# What Happens In a Support Group?



## austinrains23 (Jun 17, 2014)

I just discovered that my college has started a social anxiety support group that will meet beginning next monday. I have worked up the courage to begin going, and I was wondering what happens in these meetings. Hopefully someone who has went through these meetings can tell me the process!


----------



## Grog (Sep 13, 2013)

It's a. It like band camp . 

Ha ha ha


----------



## harrison (Apr 14, 2012)

If it's anything like the one I used to go to everyone sits in a circle and they usually have one or two people running the group. They will sort of introduce the group and tell people not to talk about things that are said outside (for confidentiality), then they either let people talk if they want to or go around the group one by one. 

I think if it's a social anxiety group then they wouldn't make anyone speak that didn't want to or feel comfortable doing it.
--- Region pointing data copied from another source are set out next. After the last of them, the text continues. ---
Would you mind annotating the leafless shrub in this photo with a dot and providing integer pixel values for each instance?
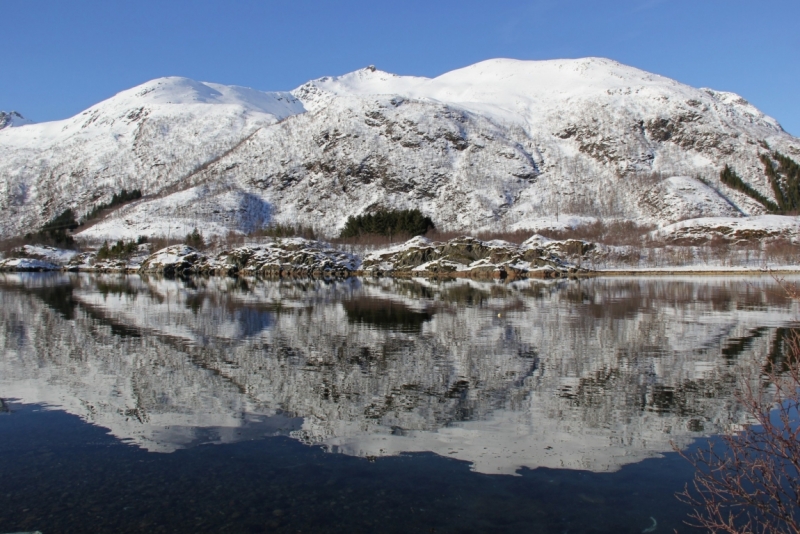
(620, 233)
(751, 484)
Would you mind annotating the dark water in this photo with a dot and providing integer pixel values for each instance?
(221, 405)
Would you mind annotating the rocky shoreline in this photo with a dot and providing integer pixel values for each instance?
(463, 257)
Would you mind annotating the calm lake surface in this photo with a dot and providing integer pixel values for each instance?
(367, 405)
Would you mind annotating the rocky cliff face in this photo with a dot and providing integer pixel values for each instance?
(588, 375)
(500, 144)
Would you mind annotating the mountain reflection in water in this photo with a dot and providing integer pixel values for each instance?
(590, 374)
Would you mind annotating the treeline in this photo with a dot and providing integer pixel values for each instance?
(117, 199)
(387, 223)
(732, 180)
(785, 180)
(55, 232)
(120, 249)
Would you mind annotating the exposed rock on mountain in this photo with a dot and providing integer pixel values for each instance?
(497, 145)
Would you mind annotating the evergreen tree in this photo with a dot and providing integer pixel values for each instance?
(388, 223)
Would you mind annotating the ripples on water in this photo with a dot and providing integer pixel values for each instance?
(367, 405)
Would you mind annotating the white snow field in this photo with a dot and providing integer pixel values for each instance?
(502, 144)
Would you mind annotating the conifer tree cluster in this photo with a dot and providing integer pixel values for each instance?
(55, 231)
(784, 176)
(732, 180)
(388, 223)
(120, 249)
(195, 239)
(116, 200)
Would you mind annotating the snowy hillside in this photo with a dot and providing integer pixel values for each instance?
(12, 119)
(503, 144)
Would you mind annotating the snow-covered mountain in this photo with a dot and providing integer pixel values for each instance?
(11, 119)
(500, 144)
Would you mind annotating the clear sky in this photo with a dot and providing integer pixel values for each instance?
(59, 57)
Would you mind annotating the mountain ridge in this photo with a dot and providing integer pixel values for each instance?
(499, 144)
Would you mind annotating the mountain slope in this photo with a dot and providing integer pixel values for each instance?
(499, 144)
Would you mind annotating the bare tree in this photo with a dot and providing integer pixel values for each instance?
(750, 483)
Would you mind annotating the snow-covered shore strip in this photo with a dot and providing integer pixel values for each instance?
(467, 257)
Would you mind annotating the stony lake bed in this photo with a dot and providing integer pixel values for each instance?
(368, 404)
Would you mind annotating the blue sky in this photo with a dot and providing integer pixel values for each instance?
(59, 57)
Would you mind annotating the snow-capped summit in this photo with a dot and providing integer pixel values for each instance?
(503, 143)
(12, 119)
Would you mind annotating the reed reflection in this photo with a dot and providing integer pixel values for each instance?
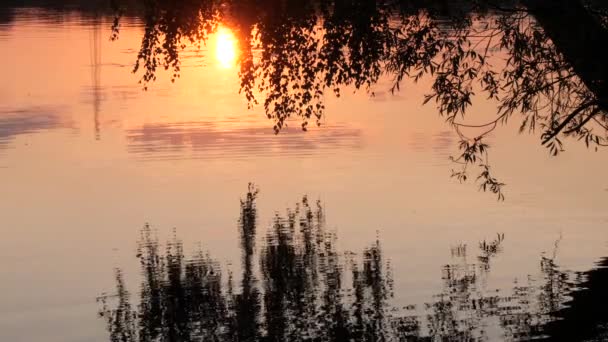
(297, 286)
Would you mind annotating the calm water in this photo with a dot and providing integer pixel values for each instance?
(88, 159)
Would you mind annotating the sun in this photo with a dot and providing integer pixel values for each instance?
(225, 47)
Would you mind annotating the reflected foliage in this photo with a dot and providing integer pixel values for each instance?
(517, 53)
(297, 286)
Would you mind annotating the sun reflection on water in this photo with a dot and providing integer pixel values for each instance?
(225, 48)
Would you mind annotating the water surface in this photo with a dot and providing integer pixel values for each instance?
(88, 158)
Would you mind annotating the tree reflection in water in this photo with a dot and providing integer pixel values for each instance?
(305, 290)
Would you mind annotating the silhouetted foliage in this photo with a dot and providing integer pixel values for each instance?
(517, 53)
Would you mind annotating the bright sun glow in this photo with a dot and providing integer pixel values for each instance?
(225, 47)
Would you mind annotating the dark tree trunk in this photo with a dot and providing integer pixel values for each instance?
(580, 37)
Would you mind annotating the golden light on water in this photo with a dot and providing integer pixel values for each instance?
(225, 47)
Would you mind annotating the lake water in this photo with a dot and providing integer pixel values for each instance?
(87, 158)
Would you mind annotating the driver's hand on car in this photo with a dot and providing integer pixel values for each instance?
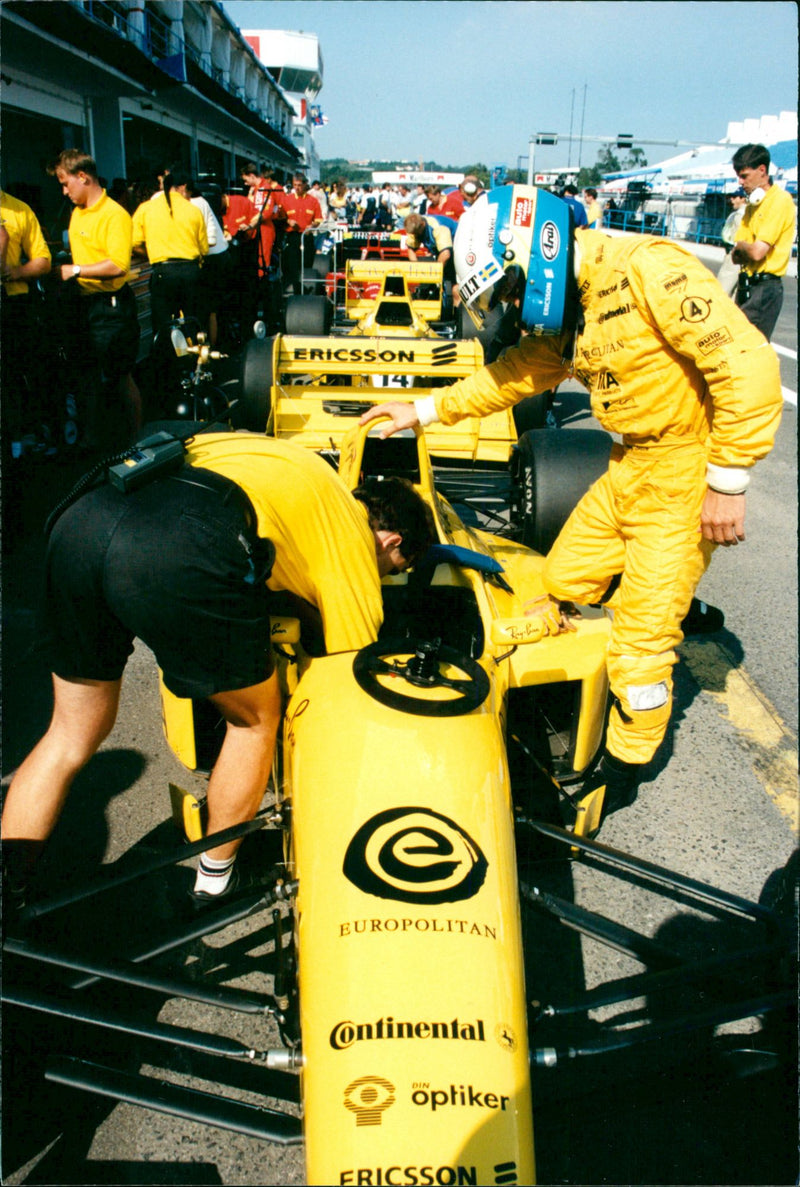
(554, 614)
(402, 416)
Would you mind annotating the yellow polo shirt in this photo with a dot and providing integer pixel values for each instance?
(773, 221)
(101, 232)
(173, 232)
(25, 239)
(324, 545)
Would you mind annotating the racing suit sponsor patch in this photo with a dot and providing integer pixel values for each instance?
(721, 337)
(673, 280)
(647, 696)
(694, 309)
(620, 311)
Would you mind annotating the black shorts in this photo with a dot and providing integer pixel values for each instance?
(170, 564)
(113, 330)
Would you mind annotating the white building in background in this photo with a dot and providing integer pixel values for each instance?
(708, 167)
(294, 62)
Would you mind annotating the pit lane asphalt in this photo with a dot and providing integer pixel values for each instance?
(710, 808)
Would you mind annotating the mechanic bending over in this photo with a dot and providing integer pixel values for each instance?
(186, 563)
(674, 368)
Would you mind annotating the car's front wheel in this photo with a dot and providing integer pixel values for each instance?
(552, 469)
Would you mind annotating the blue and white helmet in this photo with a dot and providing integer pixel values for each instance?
(515, 243)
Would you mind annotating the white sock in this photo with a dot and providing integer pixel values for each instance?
(213, 876)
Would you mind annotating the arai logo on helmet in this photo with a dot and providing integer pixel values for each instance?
(550, 240)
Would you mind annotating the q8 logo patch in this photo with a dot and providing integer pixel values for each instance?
(414, 855)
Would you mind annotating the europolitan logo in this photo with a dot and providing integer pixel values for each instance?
(414, 855)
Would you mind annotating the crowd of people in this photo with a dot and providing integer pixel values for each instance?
(694, 395)
(220, 256)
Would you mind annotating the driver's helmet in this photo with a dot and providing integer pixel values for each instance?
(515, 243)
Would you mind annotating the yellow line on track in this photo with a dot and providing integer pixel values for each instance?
(772, 746)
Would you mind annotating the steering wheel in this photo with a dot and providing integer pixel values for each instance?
(424, 670)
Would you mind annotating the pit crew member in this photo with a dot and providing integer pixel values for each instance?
(303, 213)
(435, 234)
(678, 372)
(25, 256)
(171, 233)
(763, 245)
(100, 236)
(190, 564)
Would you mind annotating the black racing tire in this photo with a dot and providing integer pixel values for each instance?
(309, 316)
(255, 389)
(552, 469)
(531, 413)
(322, 265)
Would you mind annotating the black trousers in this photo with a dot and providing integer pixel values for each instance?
(761, 300)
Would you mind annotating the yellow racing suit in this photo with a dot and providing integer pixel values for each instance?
(693, 389)
(324, 545)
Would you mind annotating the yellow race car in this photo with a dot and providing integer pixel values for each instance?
(312, 381)
(412, 780)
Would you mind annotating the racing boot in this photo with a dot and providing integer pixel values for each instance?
(19, 858)
(611, 786)
(702, 619)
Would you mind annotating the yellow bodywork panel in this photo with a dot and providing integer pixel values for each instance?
(323, 385)
(419, 1040)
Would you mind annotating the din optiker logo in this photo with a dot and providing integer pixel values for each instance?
(368, 1098)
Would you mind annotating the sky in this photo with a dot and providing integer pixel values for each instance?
(462, 82)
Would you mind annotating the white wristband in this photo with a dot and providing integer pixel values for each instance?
(426, 412)
(728, 480)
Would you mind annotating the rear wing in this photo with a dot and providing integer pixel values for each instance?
(368, 281)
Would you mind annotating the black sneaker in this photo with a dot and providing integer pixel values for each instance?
(702, 619)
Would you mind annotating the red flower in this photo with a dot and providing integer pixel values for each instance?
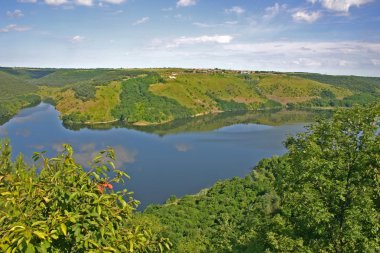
(100, 188)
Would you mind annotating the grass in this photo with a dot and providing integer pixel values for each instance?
(98, 109)
(292, 89)
(11, 86)
(151, 96)
(201, 92)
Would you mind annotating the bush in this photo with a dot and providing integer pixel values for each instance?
(59, 207)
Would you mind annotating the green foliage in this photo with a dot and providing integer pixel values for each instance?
(354, 83)
(85, 91)
(332, 183)
(74, 118)
(59, 207)
(322, 196)
(137, 103)
(230, 105)
(15, 94)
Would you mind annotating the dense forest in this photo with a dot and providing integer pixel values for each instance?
(155, 96)
(323, 195)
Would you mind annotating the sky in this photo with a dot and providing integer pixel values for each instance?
(323, 36)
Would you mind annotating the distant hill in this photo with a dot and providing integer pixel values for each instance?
(153, 96)
(12, 86)
(15, 94)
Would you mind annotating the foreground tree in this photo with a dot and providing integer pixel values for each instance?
(330, 186)
(59, 207)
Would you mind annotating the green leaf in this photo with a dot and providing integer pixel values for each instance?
(64, 228)
(40, 235)
(30, 249)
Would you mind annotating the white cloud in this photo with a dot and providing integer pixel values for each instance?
(77, 39)
(84, 2)
(182, 147)
(219, 39)
(236, 10)
(141, 21)
(208, 25)
(308, 48)
(303, 15)
(307, 62)
(55, 2)
(15, 14)
(15, 28)
(185, 3)
(340, 5)
(27, 1)
(114, 1)
(272, 11)
(204, 25)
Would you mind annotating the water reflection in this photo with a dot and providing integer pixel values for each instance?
(178, 158)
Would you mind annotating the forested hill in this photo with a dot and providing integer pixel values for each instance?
(321, 196)
(153, 96)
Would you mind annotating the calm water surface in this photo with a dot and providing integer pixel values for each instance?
(159, 165)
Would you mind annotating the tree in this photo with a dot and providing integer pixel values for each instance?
(330, 186)
(59, 207)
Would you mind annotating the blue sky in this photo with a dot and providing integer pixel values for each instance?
(324, 36)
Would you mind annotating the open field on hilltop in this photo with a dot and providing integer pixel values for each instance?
(288, 89)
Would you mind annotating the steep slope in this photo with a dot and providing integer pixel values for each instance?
(288, 89)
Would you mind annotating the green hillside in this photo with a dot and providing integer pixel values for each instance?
(322, 196)
(287, 89)
(156, 96)
(15, 94)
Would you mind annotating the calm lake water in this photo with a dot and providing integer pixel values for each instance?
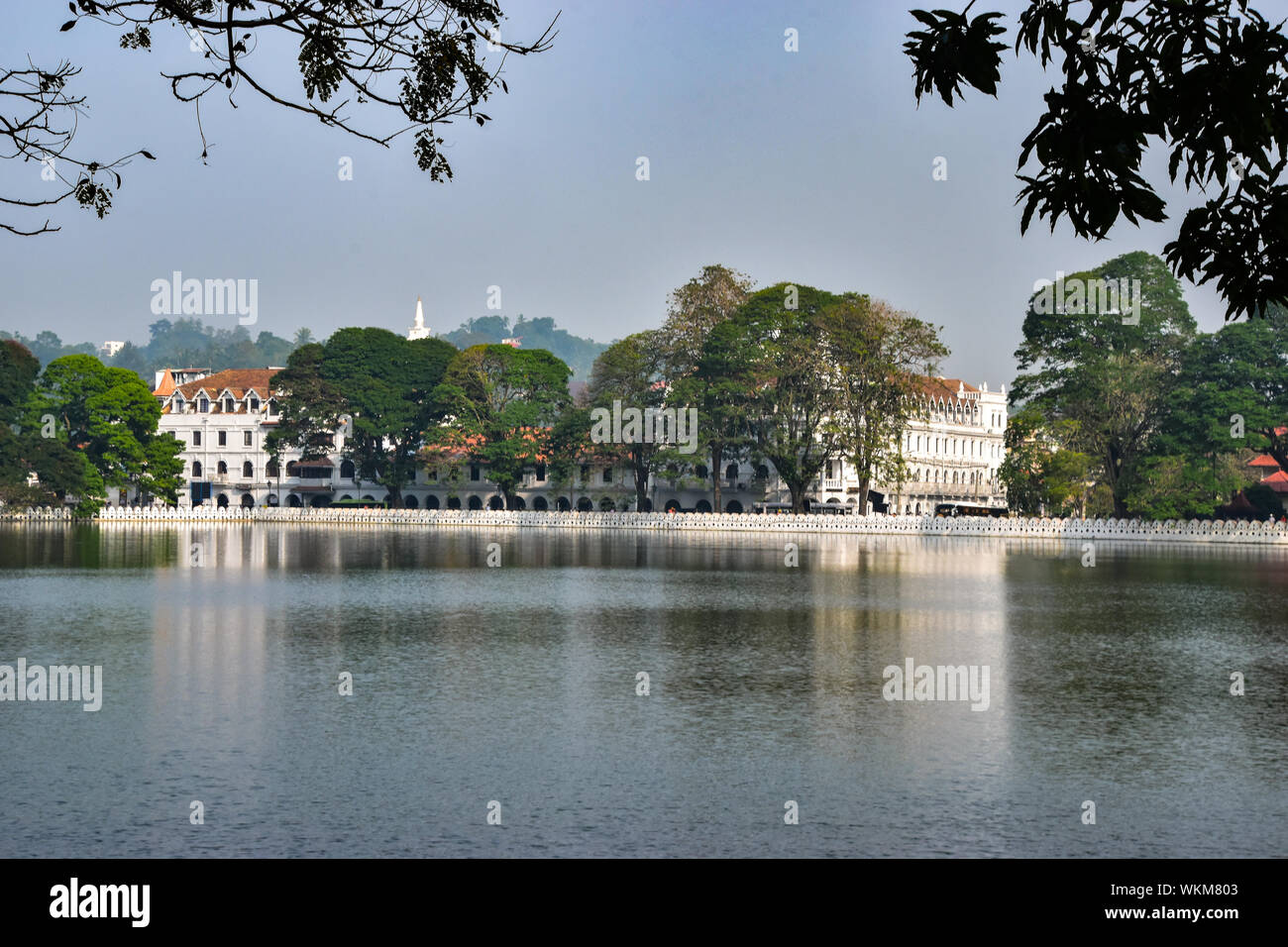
(518, 684)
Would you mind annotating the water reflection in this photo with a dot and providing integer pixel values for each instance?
(518, 684)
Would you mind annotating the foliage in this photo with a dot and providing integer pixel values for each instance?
(381, 382)
(110, 418)
(533, 334)
(879, 355)
(781, 381)
(1112, 377)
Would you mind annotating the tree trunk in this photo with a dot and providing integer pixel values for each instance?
(798, 491)
(716, 458)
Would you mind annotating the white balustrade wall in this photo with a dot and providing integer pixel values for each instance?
(1019, 527)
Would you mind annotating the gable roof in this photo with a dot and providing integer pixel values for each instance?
(166, 388)
(236, 381)
(944, 388)
(1278, 482)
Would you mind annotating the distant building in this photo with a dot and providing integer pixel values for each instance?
(952, 446)
(167, 379)
(419, 330)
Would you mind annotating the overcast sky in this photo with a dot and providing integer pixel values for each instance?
(811, 166)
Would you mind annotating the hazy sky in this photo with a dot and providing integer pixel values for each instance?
(810, 166)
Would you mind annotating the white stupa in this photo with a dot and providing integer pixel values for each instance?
(417, 330)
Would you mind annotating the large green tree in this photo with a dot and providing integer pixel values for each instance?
(631, 372)
(1205, 78)
(1231, 401)
(699, 367)
(501, 401)
(374, 385)
(373, 69)
(1109, 372)
(110, 416)
(879, 355)
(786, 382)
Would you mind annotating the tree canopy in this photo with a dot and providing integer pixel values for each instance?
(1205, 78)
(373, 71)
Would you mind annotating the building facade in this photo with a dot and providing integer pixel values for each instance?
(952, 450)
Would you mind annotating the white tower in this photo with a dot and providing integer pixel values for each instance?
(417, 330)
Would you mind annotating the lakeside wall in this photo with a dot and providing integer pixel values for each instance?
(1019, 527)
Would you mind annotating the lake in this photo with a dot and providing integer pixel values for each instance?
(511, 692)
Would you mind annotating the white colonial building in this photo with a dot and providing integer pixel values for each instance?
(952, 449)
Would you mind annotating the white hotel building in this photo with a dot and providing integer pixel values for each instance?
(953, 449)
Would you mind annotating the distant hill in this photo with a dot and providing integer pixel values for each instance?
(536, 334)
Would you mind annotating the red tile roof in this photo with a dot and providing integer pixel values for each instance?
(943, 386)
(239, 381)
(166, 388)
(1278, 482)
People are usually a bit shy about speaking up in front of everyone else but try not to worry too much because you can always just sit and listen.


----------



## millenniumman75 (Feb 4, 2005)

don said:


> If it's anything like the one I used to go to everyone sits in a circle and they usually have one or two people running the group. They will sort of introduce the group and tell people not to talk about things that are said outside (for confidentiality), then they either let people talk if they want to or go around the group one by one.
> 
> I think if it's a social anxiety group then they wouldn't make anyone speak that didn't want to or feel comfortable doing it. People are usually a bit shy about speaking up in front of everyone else but try not to worry too much because you can always just sit and listen.


Nobody may be speaking, though :lol. It would just be the leaders only.


----------



## harrison (Apr 14, 2012)

millenniumman75 said:


> Nobody may be speaking, though :lol. It would just be the leaders only.


 Yeah, you've probably got a point there John.


----------